ArchiveBox/old/TODO_rename_extractor_to_plugin.md

# TODO: Rename Extractor to Plugin - Implementation Progress

**Status**: 🟡 In Progress (2/13 phases complete)
**Started**: 2025-12-28
**Estimated Files to Update**: ~150+ files

---

## Progress Overview

### ✅ Completed Phases (2/13)

- [x] **Phase 1**: Database Migration - Created migration 0033
- [x] **Phase 2**: Core Model Updates - Updated ArchiveResult, ArchiveResultManager, Snapshot models

### 🟡 In Progress (1/13)

- [ ] **Phase 3**: Hook Execution System (hooks.py - all function renames)

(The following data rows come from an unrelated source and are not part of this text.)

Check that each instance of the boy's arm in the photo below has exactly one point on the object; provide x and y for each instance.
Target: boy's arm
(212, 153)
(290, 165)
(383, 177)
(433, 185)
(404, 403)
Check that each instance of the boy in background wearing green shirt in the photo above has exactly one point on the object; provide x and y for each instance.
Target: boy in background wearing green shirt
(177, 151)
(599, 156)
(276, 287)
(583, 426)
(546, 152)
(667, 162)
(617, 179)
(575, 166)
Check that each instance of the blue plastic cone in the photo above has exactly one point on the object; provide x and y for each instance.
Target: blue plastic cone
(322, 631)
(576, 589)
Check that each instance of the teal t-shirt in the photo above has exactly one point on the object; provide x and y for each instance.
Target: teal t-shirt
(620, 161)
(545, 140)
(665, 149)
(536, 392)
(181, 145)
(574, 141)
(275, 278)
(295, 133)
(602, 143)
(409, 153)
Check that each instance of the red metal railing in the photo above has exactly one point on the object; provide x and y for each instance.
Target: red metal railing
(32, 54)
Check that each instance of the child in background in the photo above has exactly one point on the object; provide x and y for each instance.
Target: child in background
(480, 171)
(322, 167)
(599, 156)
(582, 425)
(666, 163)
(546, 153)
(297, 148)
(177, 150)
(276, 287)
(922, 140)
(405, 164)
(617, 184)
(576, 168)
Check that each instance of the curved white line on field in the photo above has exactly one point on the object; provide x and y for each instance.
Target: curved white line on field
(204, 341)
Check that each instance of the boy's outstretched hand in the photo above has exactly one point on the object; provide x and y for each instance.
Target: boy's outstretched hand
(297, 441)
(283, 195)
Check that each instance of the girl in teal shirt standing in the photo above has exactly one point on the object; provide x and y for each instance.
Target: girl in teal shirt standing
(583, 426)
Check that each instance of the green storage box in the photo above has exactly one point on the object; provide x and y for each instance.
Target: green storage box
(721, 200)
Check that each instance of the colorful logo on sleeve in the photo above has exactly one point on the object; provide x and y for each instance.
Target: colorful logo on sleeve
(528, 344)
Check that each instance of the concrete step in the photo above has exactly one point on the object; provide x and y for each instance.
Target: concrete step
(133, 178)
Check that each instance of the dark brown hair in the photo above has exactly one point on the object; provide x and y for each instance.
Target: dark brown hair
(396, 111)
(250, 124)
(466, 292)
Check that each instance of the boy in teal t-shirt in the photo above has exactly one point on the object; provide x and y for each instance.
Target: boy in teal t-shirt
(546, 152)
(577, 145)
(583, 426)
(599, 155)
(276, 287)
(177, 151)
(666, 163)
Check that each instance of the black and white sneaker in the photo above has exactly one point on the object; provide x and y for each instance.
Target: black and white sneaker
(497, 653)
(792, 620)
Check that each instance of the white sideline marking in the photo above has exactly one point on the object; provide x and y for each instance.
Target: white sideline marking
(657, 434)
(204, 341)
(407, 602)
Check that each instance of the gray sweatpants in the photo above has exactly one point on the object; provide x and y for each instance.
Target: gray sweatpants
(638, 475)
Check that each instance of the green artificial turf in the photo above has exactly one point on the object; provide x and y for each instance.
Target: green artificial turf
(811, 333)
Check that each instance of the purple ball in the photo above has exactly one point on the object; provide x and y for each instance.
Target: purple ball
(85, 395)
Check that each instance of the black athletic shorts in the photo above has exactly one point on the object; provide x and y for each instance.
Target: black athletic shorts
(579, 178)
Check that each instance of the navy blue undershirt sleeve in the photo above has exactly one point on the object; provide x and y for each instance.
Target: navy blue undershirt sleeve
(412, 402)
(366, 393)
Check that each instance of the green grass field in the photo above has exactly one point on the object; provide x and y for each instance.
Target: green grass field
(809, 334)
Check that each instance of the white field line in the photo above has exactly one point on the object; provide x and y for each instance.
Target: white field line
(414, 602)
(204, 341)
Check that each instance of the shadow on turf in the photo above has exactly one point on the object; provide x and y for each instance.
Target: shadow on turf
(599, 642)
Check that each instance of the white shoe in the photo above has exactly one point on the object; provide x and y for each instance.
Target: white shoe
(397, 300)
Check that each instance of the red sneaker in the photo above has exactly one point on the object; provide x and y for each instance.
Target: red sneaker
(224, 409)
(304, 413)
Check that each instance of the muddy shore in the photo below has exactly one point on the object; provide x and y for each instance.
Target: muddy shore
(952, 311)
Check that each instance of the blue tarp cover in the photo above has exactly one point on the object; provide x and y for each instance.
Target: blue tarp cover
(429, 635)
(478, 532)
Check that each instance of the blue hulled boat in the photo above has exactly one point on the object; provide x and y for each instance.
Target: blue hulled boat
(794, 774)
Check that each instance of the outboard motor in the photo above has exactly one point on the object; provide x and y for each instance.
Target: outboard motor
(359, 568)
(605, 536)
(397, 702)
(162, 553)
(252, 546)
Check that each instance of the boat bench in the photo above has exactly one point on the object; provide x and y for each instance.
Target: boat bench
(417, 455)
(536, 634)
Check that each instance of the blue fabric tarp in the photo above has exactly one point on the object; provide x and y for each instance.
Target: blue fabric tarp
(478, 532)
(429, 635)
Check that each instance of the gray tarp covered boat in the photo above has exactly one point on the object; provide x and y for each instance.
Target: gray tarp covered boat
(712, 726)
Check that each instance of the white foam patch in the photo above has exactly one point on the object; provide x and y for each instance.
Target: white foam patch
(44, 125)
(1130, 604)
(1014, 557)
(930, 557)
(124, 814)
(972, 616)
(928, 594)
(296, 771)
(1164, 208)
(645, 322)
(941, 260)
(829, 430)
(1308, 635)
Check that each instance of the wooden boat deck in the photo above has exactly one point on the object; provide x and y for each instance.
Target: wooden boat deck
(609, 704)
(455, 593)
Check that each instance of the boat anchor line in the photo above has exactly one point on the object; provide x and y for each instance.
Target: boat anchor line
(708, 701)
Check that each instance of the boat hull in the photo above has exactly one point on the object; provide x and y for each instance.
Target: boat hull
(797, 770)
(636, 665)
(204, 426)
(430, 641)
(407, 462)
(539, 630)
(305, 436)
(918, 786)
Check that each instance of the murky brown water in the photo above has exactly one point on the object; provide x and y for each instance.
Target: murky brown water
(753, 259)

### ⏳ Pending Phases (10/13)

- [ ] **Phase 4**: JSONL Import/Export (misc/jsonl.py)
- [ ] **Phase 5**: CLI Commands (archivebox_extract, archivebox_add, archivebox_update)
- [ ] **Phase 6**: API Endpoints (v1_core.py, v1_cli.py)
- [ ] **Phase 7**: Admin Interface (admin_archiveresults.py, forms.py)
- [ ] **Phase 8**: Views and Templates (views.py, templatetags, progress_monitor.html)
- [ ] **Phase 9**: Worker System (workers/worker.py)
- [ ] **Phase 10**: State Machine (statemachines.py)
- [ ] **Phase 11**: Tests (test_migrations_helpers.py, test_recursive_crawl.py, etc.)
- [ ] **Phase 12**: Terminology Standardization (via_extractor→plugin, comments, docstrings)
- [ ] **Phase 13**: Run migrations and verify all tests pass

---

## What's Been Completed So Far

### Phase 1: Database Migration ✅

**File Created**: `archivebox/core/migrations/0033_rename_extractor_add_hook_name.py`

Changes:
- Used `migrations.RenameField()` to rename `extractor` → `plugin`
- Added `hook_name` field (CharField, max_length=255, indexed, default='')
- Preserves all existing data, indexes, and constraints

### Phase 2: Core Models ✅

**File Updated**: `archivebox/core/models.py`

#### ArchiveResultManager
- Updated `indexable()` method to use `plugin__in` and `plugin=method`
- Changed reference from `ARCHIVE_METHODS_INDEXING_PRECEDENCE` to `EXTRACTOR_INDEXING_PRECEDENCE`

#### ArchiveResult Model
**Field Changes**:
- Renamed field: `extractor` → `plugin`
- Added field: `hook_name` (stores full filename like `on_Snapshot__50_wget.py`)
- Updated comments to reference "plugin" instead of "extractor"

**Method Updates**:
- `get_extractor_choices()` → `get_plugin_choices()`
- `__str__()`: Now uses `self.plugin`
- `save()`: Logs `plugin` instead of `extractor`
- `get_absolute_url()`: Uses `self.plugin`
- `extractor_module` property → `plugin_module` property
- `output_exists()`: Checks `self.plugin` directory
- `embed_path()`: Uses `self.plugin` for paths
- `create_output_dir()`: Creates `self.plugin` directory
- `output_dir_name`: Returns `self.plugin`
- `run()`: All references to extractor → plugin (including extractor_dir → plugin_dir)
- `update_from_output()`: All references updated to plugin/plugin_dir
- `_update_snapshot_title()`: Parameter renamed to `plugin_dir`
- `trigger_search_indexing()`: Passes `plugin=self.plugin`
- `output_dir` property: Returns plugin directory
- `is_background_hook()`: Uses `plugin_dir`

#### Snapshot Model
**Method Updates**:
- `create_pending_archiveresults()`: Uses `get_enabled_plugins()`, filters by `plugin=plugin`
- `result_icons` (calc_icons): Maps by `r.plugin`, calls `get_plugin_name()` and `get_plugin_icon()`
- `_merge_archive_results_from_index()`: Maps by `(ar.plugin, ar.start_ts)`, supports both 'extractor' and 'plugin' keys for backwards compat
- `_create_archive_result_if_missing()`: Supports both 'extractor' and 'plugin' keys, creates with `plugin=plugin`
- `write_index_json()`: Writes `'plugin': ar.plugin` in archive_results
- `canonical_outputs()`: Updates `find_best_output_in_dir()` to use `plugin_name`, accesses `result.plugin`, creates keys like `{result.plugin}_path`
- `latest_outputs()`: Uses `get_plugins()`, filters by `plugin=plugin`
- `retry_failed_archiveresults()`: Updated docstring to reference "plugins" instead of "extractors"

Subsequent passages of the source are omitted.